Regional Hospice provided my father with exceptional care. From the moment we walked in, it was about him, his wishes, and his needs. They made sure he was comfortable, clean, and pain free. The Center not only took care of my dad, but they made sure that those of us that were there with him were looked after too. I truly believe that the only people the Center hires are angels from heaven. There is just no other way to describe every single person there.
Over the course of two weeks, they prepared us for what we knew we were there for. On that last day, my father took the most peaceful last breath. I left knowing that he went quietly and everyone there made that possible. I couldn’t ask for more and because of this, the Center will always have a special place in my heart.

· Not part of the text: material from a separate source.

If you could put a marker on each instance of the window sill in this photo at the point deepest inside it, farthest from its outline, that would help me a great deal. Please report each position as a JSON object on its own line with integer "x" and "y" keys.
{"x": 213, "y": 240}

We had lost my sister, Laura, some years ago, with a very different experience. Listening to all the noises of the hospital, the beeps, the chatter, all the staff hustling around, and the people who would walk by and stare into our room were just distracting and disturbing. Trying to find a nurse or aide to bring anything was always difficult. Anyone that did come into the room treated us like we weren’t even there. I had to watch my mother wailing in the sitting area that was down the hall from her room in the hospital. I’m sure everyone on the floor was woken up by all the commotion.
There is no other loss like losing a child and I think my parents would have appreciated the privacy of dealing with the loss of their child. If they had had the support, as I did with my father, I think it would have helped with their coping abilities. I heard about the fund raising that the Regional Hospice was doing for the new pediatric wing. I decided that I needed to give back to this amazing place, so I decided to become a volunteer there. This was something that hit home for me.
Having experienced losing loved ones in these two ways only showed me that this type of center is vital. The Center supports all the aspects of losing someone. And those angels from Heaven that work there are truly the best.